The first two things one should prohibit are therefore the critique of corruption and the critique of financial capitalism. First, let us not blame people and their attitudes: the problem is not corruption or greed, the problem is the system that pushes you to be corrupt. The solution is neither Main Street nor Wall Street, but to change the system where Main Street cannot function without Wall Street. Public figures from the pope downward bombard us with injunctions to fight the culture of excessive greed and consummation – this disgusting spectacle of cheap moralization is an ideological operation, if there ever was one: the compulsion (to expand) inscribed into the system itself is translated into personal sin, into a private psychological propensity, or, as one of the theologians close to the pope put it:

“The present crisis is not crisis [sic] of capitalism but the crisis of morality.”

Let us recall the famous joke from Ernst Lubitch’s Ninotchka: the hero visits a cafeteria and orders coffee without cream; the waiter replies:

“Sorry, but we have run out of cream, we only have milk. Can I bring you coffee without milk?”
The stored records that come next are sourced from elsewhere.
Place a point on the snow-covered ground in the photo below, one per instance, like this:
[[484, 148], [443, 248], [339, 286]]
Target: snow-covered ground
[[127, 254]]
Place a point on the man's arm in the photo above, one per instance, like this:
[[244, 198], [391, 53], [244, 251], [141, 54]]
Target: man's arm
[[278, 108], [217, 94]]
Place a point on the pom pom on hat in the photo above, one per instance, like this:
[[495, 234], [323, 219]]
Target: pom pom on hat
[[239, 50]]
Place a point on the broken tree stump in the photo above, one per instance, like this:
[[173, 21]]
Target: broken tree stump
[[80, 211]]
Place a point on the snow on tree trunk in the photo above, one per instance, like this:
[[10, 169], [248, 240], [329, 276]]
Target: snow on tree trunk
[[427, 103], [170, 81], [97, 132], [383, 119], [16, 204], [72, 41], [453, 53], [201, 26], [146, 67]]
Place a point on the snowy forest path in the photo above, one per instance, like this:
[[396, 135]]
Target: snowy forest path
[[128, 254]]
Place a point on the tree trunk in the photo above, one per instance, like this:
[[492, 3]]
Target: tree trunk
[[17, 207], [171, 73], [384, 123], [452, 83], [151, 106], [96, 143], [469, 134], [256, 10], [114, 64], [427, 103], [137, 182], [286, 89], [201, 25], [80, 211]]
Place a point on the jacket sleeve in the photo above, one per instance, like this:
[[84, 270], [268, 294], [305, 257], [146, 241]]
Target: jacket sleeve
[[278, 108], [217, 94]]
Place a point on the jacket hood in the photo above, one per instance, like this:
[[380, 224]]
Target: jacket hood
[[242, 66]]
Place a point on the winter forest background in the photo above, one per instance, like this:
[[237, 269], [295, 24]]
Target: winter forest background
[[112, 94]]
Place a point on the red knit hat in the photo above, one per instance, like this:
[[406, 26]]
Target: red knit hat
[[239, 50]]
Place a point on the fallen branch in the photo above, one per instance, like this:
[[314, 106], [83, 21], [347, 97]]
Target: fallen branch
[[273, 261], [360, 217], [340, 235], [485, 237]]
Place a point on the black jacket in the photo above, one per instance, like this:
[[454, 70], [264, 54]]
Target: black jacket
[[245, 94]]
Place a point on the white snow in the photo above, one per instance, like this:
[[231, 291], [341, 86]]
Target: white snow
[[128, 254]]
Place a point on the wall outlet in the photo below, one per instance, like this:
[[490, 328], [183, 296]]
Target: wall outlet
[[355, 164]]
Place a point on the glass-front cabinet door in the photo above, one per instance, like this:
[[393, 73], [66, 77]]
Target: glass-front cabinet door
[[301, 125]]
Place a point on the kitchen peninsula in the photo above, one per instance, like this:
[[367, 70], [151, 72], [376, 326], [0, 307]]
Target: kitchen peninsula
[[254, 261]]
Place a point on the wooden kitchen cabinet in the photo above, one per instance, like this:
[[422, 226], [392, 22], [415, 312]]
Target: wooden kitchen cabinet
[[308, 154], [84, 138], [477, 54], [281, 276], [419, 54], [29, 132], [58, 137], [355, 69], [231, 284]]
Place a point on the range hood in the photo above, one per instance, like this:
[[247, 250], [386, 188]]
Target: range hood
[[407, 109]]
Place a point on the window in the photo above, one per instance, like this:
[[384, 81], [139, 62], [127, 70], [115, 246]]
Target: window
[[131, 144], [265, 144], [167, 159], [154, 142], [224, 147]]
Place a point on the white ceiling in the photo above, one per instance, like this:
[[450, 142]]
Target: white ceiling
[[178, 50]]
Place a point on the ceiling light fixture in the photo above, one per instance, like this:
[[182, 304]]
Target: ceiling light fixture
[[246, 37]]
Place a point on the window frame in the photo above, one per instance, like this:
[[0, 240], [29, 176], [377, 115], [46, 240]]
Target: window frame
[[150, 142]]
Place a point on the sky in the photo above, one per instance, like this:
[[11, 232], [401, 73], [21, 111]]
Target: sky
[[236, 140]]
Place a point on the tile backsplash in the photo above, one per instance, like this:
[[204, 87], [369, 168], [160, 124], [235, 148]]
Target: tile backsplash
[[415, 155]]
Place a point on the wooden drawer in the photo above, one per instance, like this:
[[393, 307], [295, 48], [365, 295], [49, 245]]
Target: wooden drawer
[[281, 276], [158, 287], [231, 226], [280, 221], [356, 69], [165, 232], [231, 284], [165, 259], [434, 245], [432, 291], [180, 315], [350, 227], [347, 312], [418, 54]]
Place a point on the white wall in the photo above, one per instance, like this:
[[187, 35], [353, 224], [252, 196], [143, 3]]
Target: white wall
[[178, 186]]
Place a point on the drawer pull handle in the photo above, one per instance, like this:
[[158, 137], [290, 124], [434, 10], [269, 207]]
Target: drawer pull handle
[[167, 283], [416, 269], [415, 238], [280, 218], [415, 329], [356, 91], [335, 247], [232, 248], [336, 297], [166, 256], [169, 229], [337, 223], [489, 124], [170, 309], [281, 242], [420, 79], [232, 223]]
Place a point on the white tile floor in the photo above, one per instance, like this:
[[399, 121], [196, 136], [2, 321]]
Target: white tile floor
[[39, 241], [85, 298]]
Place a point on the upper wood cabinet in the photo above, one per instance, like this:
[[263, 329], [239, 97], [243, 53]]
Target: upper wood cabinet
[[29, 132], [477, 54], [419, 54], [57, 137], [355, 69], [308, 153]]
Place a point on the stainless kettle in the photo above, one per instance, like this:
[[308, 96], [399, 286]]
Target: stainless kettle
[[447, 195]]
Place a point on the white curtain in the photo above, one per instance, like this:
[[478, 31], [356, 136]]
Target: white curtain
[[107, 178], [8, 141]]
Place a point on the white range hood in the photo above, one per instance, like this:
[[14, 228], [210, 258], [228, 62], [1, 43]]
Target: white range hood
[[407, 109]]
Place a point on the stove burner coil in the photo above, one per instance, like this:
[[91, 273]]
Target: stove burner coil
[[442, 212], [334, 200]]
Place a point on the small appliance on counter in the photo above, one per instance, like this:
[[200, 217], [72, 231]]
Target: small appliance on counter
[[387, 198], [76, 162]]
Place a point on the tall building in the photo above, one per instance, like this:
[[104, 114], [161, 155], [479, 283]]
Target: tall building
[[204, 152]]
Was not a similar trick at work in the dissolution of the eastern european Communist regimes in 1990? The people who protested wanted freedom and democracy without corruption and exploitation, and what they got was freedom and democracy without solidarity and justice. Likewise, the Catholic theologian close to pope is carefully emphasizing that the protesters should target moral injustice, greed, consumerism etc, without capitalism. The self-propelling circulation of Capital remains more than ever the ultimate Real of our lives, a beast that by definition cannot be controlled.